By Scott Gordon, The Chief Revenue Officer
I’m surprised how often the following conversation happens when discussing what I do with potential prospects:
Prospect – “What is it you do exactly?”
Me – “I help companies improve their online reputation and operations using cloud based platforms like Podium and Zoho CRM.”
Prospect – “What’s CRM?”
Me – “Customer Relationship Management, it’s software that helps you automate and track interactions with your customers.”
Prospect – “So you do lead management.”
Me – “At a very basic level, yes, but there’s so much more…”
While it’s true that many companies begin by using CRM as a lead management system, an enterprise grade CRM platform provides an order of magnitude more capability – and many companies are barely tapping into its potential.

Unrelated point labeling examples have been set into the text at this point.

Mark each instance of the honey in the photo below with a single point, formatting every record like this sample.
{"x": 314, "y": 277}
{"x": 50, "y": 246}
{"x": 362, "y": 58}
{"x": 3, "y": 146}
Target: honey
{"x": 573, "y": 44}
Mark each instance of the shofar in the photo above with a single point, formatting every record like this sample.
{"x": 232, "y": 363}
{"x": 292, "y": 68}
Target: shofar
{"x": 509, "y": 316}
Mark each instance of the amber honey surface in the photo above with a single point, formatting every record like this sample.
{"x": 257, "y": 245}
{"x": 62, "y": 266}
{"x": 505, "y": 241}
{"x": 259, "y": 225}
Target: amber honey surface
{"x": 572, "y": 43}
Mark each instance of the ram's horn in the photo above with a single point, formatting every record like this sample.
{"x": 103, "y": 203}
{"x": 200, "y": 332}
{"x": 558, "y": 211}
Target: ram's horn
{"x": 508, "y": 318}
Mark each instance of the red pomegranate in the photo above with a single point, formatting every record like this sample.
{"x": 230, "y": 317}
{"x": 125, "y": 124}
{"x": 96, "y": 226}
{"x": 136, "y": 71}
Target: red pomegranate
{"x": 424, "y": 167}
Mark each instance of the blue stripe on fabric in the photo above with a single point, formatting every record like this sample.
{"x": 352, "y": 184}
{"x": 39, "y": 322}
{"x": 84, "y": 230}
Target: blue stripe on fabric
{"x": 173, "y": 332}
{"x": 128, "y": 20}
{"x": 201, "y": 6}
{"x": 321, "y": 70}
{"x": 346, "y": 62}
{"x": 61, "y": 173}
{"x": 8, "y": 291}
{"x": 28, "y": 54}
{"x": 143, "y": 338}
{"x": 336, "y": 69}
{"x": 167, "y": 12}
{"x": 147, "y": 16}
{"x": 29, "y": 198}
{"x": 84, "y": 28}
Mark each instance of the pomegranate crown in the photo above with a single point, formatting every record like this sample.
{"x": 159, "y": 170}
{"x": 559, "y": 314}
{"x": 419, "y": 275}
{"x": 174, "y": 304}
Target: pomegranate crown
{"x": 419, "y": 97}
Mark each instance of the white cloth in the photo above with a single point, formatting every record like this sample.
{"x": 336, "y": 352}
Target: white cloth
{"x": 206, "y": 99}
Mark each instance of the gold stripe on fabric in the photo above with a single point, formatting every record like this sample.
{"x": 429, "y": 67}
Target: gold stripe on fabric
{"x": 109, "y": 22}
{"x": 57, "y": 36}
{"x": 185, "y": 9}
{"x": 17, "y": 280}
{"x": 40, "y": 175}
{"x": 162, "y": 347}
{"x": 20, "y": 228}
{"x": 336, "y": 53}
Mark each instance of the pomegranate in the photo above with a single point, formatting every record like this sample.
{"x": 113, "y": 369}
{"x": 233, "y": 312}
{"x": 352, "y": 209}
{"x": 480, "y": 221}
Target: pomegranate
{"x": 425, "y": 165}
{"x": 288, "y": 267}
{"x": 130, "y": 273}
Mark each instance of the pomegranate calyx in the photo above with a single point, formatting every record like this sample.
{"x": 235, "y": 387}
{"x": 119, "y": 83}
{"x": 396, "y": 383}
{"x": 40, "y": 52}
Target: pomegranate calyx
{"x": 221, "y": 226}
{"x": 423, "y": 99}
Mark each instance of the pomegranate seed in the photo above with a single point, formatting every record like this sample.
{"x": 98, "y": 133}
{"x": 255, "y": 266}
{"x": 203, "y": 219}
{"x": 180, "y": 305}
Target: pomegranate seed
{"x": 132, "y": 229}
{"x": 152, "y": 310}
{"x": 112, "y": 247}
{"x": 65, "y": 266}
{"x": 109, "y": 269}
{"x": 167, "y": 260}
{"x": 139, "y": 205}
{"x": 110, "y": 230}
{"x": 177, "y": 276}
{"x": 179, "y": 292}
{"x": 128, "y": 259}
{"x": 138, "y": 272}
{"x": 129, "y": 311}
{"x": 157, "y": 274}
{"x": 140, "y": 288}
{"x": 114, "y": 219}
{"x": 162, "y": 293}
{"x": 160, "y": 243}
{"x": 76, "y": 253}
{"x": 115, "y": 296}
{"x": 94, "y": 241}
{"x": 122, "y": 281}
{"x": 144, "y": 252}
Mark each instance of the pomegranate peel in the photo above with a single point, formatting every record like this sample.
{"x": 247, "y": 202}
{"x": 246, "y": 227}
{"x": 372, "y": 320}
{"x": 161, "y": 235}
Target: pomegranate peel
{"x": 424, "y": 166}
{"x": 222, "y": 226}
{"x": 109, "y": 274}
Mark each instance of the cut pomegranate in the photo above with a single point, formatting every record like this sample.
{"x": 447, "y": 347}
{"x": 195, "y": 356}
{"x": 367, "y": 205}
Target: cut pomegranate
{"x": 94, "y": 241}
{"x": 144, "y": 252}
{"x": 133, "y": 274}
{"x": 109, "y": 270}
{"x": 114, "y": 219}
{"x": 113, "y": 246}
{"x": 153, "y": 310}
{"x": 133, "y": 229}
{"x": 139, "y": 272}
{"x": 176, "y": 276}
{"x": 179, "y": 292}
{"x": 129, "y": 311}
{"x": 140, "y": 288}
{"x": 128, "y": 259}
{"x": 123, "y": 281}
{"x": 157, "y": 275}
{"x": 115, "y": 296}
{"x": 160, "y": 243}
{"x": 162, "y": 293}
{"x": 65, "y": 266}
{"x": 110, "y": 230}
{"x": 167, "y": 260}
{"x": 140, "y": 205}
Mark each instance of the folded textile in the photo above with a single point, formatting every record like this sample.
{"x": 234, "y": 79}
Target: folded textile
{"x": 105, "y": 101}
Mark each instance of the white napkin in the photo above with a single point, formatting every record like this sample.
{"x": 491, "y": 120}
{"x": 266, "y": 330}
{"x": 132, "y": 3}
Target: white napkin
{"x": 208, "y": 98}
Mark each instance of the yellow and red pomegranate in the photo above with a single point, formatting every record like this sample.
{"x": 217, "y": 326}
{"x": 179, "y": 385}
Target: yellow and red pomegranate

Customer Relationship Management (CRM) describes the entire lifecycle of your relationship with your customers. This lifecycle includes the ever important ‘lead stage’ where your sales team works to qualify, pitch, follow-up, and close prospects, and later extends into the ‘deal stage’ where you’ve sold something to a client and now need to deliver it. Finally, it encompasses all the service calls, tickets, remarketing, etc that live in the post-sale phase of your relationship.
As I’ve written about many times before, process is the crucial delineator between companies that scale and those that don’t. Before we continue, let’s define what I mean by process. In my definition of process, the system is so well defined that anyone in your organization (or a new employee) can jump right into any administrative job and pick up where the last person left off.
Therefore, systems need to be encapsulated and indoctrinated in some way. CRM becomes the framework on which we hang our process and systems and make them instantly understandable to all.
Processes that are the same every time can be captured and automated using workflows. The concept here is that the CRM walks employees step by step through each ‘milestone’ ensuring that it is completed in the same way and with the same quality every single time. It includes alerts to managers when tasks are behind schedule or not being completed along with reminders to the responsible parties that today we need to do x, y, and z, in this order, with these priorities.
Using workflows to capture standard procedures provides a consistent and predictable customer experience that often results in higher online ratings and repeat business, as well as, greater employee engagement, retention, and job satisfaction that feeds higher online ratings and repeat business, etc. When used properly, CRM creates a virtuous cycle.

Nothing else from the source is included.